De Utrechtse astronoom Ferdi Hulleman heeft aanwijzingen gevonden dat abnormale röntgenpulsars veel vaker ontstaan dat werd gedacht. Tot nu toe zijn er nog geen tien van deze bizarre objecten gevonden. Bij twee ervan heeft Hulleman het afgelopen jaar de optische tegenhanger gevonden. Uit deze observaties blijkt dat ze uitsluitend ten gevolge van hun extreem sterke magneetveld in korte tijd zeer veel energie uitstralen. Omdat ze voor kosmologische begrippen maar zo kort straling uitzenden, moeten er heel veel van zijn.
Zeer zware sterren eindigen hun leven in een supernovaexplosie, waarbij de kern van de ster instort tot een neutronenster. Neutronensterren hebben een diameter van ongeveer twintig kilometer en een massa gelijk aan onze zon. Pulsars zijn neutronensterren, die met een zekere regelmaat straling de ruimte insturen. Het meest bekend zijn de radiopulsars, die enkele tientallen tot honderden keren per seconde om hun as draaien en als een soort vuurtoren bundels van straling uitzenden. Die straling kan worden waargenomen als de aarde in de baan van deze straling ligt.

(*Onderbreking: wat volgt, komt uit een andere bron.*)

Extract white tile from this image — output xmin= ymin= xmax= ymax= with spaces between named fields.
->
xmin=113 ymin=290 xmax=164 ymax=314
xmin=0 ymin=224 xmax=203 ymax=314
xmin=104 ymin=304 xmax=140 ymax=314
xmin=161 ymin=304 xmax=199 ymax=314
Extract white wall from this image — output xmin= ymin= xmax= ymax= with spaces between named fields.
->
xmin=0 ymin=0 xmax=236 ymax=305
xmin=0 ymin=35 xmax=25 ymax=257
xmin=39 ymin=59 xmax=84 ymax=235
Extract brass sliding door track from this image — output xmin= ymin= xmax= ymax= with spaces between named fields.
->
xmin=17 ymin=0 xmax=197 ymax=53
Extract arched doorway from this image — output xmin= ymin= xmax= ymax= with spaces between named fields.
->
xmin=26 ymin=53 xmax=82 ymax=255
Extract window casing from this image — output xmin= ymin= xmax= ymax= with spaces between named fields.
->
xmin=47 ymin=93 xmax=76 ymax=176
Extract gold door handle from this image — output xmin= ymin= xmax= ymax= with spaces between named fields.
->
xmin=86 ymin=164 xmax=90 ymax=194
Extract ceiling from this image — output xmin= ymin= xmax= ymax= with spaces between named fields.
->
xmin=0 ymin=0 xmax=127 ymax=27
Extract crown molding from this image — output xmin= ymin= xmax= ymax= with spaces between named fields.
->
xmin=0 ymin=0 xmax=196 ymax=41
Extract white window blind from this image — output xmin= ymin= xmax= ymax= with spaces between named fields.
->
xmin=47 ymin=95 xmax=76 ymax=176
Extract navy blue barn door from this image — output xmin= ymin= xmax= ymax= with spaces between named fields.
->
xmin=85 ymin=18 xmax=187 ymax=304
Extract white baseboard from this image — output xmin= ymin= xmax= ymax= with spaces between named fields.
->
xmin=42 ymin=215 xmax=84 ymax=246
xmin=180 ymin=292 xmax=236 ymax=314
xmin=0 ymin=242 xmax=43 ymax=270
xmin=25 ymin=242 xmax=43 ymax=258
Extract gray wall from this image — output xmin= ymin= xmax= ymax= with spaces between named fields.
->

Het is te verwachten dat bij de meeste overblijfselen van een supernova een radiopulsar wordt aangetroffen, maar het tegendeel is waar: in de meeste supernovaresten is geen neutronenster te vinden. Als mogelijke oplossing voor deze puzzel komen de abnormale röntgenpulsars in aanmerking. Van een gewone röntgenpulsar is bekend dat zij een begeleider hebben. Door het sterke zwaartekrachtsveld knallen de buitenste gaslagen van de begeleider met bijna de lichtsnelheid op het oppervlak van de neutronenster, die daardoor een heldere bron van röntgenstraling is. Van abnormale röntgenpulsars is het onduidelijk of zij een begeleider hebben, die verantwoordelijk is voor de röntgenstraling . Als zij geen begeleider hebben, zou de uitgezonden röntgenstraling uitsluitend afkomstig moeten zijn van het energieverlies door het verzwakken van het magneetveld en de afname van de draaisnelheid. Dit zou betekenen dat deze neutronensterren over een extreem sterk magneetveld moeten beschikken. Zij worden daarom ook wel magnetars genoemd.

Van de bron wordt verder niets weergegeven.